NKJ Hebrews 12:2 looking unto Jesus, the author and finisher of our faith, who for the joy that was set before Him endured the cross, despising the shame, and has sat down at the right hand of the throne of God.​Certainly, *the result* of Jesus' obedience unto death was exaltation and a name above every name (Phil. 2:8-11). Nevertheless, this text tells us that "the joy set before him" was not merely *a result* of his obedience but one of *the primary goals* of and *motivations* for his obedience. What is more, the author of Hebrews encourages believers to mortify sin and persevere through hardship "looking unto Jesus," that is, following his example. So believers are here encouraged to make "the joy" of heaven *a goal *and *a motivation* for self-denying, self-sacrificing devotion to God. 

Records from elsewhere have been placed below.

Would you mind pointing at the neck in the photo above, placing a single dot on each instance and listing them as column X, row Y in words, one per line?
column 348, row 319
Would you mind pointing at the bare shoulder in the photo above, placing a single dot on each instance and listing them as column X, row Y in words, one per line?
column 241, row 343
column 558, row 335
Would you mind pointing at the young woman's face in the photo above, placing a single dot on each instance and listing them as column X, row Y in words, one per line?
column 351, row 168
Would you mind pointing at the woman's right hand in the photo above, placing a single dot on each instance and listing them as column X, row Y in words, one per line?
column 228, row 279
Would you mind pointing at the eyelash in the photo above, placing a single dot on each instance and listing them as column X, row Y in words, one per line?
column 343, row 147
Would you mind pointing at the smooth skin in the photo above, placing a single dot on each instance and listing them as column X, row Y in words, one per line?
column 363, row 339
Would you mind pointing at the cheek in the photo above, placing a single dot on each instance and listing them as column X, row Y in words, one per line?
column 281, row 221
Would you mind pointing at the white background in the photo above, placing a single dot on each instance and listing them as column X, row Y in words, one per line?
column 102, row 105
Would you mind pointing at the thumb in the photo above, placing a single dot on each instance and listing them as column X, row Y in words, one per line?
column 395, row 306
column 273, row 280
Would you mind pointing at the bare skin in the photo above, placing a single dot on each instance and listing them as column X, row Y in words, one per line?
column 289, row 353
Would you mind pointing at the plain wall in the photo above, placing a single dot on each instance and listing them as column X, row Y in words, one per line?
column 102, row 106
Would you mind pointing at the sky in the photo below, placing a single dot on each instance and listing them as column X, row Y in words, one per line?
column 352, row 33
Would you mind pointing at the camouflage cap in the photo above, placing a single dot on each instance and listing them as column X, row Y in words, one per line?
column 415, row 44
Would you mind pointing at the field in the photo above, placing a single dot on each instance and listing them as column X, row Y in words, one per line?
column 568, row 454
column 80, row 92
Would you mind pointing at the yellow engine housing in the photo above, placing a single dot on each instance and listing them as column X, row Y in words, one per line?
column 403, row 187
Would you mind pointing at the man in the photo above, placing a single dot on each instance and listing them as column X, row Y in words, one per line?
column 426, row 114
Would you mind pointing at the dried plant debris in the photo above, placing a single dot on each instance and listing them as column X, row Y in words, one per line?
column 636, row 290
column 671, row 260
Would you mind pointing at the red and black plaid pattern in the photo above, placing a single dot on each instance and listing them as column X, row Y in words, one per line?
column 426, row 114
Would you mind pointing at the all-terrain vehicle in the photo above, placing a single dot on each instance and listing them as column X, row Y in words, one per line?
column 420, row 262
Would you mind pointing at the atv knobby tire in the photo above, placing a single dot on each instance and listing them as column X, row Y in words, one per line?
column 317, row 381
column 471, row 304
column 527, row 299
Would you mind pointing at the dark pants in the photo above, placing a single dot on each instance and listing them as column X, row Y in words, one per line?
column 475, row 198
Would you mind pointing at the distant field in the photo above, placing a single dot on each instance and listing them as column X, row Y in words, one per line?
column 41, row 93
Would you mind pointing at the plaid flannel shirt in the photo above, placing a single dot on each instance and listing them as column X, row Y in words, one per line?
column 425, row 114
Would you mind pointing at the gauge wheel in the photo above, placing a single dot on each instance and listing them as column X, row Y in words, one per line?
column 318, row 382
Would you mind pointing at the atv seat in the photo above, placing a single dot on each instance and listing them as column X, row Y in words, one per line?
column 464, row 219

Hence, I think it's fair to say that while the enjoyment of God is *a result* of glorifying God, it is also, like glorifying God, *a goal* and *motive* for Christian living. Similarly, one might speak of glorifying God not merely as *a goal *and *motive* for Christian living but as *the result* of our finding our highest joy and satisfaction in God as he is revealed in Christ Jesus. 

Blessings,


----------



## MW

Dr. Bob Gonzales said:


> The issue at hand is not who's more important, God or Man? The issue at hand is, What is *man's* chief end? For what purpose has *man* been created and what is *the heart motive* that should drive all this actions?

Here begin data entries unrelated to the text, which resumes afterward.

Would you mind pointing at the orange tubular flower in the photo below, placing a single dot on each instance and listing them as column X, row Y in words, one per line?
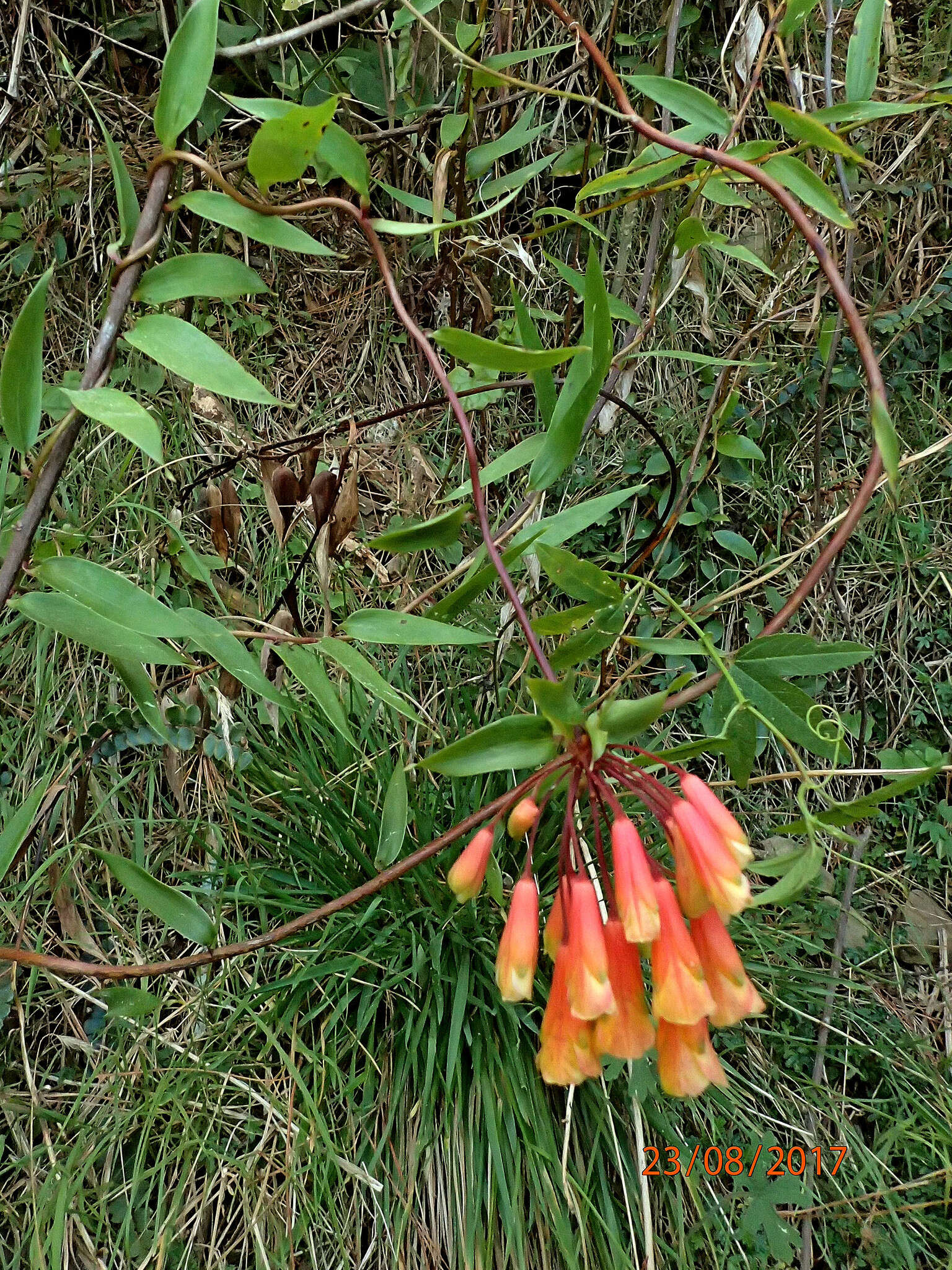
column 633, row 889
column 553, row 933
column 685, row 1060
column 589, row 987
column 707, row 803
column 628, row 1033
column 465, row 878
column 566, row 1054
column 735, row 996
column 712, row 860
column 522, row 818
column 518, row 948
column 681, row 995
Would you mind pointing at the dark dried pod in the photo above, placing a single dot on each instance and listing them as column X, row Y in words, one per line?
column 230, row 511
column 309, row 465
column 323, row 489
column 287, row 491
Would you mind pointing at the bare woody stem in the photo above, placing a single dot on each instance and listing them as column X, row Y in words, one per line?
column 840, row 294
column 97, row 366
column 278, row 934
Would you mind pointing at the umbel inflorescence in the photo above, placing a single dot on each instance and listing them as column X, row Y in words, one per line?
column 597, row 1005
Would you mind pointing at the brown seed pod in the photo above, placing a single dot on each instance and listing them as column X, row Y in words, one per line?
column 287, row 489
column 323, row 489
column 230, row 511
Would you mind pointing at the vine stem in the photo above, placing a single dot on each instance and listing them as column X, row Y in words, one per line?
column 213, row 957
column 840, row 293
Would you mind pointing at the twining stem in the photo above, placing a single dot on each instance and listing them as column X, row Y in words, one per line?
column 214, row 957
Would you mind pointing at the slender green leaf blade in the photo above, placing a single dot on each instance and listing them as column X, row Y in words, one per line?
column 180, row 912
column 521, row 741
column 86, row 626
column 200, row 273
column 382, row 626
column 271, row 230
column 392, row 825
column 186, row 71
column 22, row 371
column 122, row 413
column 186, row 351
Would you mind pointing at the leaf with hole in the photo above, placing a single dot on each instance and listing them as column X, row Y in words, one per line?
column 357, row 666
column 187, row 71
column 22, row 370
column 392, row 822
column 801, row 180
column 863, row 51
column 284, row 148
column 271, row 230
column 578, row 578
column 682, row 99
column 186, row 351
column 519, row 741
column 122, row 413
column 170, row 906
column 79, row 623
column 382, row 626
column 347, row 158
column 306, row 666
column 201, row 273
column 496, row 356
column 439, row 533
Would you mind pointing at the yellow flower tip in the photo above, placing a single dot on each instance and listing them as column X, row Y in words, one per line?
column 465, row 879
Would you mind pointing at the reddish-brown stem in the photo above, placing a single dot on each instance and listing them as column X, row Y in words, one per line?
column 278, row 934
column 840, row 294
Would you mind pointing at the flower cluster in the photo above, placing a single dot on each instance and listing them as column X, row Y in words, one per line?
column 597, row 1005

The differences really come down to this point. I shudder to think where a theology would lead which does not emphasise the fear of the Lord is the beginning of wisdom. The purpose for which man has been created is God's glory. The Lord hath made all things for Himself: yea, even the wicked for the day of evil. Even those who do not enjoy God for ever passively serve to glorify God. God is blessed for ever! Nothing man does can add to or detract from His perfect blessedness.


----------



## Dr. Bob Gonzales

armourbearer said:


> Dr. Bob Gonzales said:
> 
> 
> 
> The issue at hand is not who's more important, God or Man? The issue at hand is, What is *man's* chief end? For what purpose has *man* been created and what is *the heart motive* that should drive all this actions?
> 
> 
> 
> 
> The differences really come down to this point. I shudder to think where a theology would lead which does not emphasise the fear of the Lord is the beginning of wisdom. The purpose for which man has been created is God's glory. The Lord hath made all things for Himself: yea, even the wicked for the day of evil. Even those who do not enjoy God for ever passively serve to glorify God. God is blessed for ever! Nothing man does can add to or detract from His perfect blessedness.
Click to expand...


Matthew, 

Let's be careful that we're not misunderstanding or talking past each other. 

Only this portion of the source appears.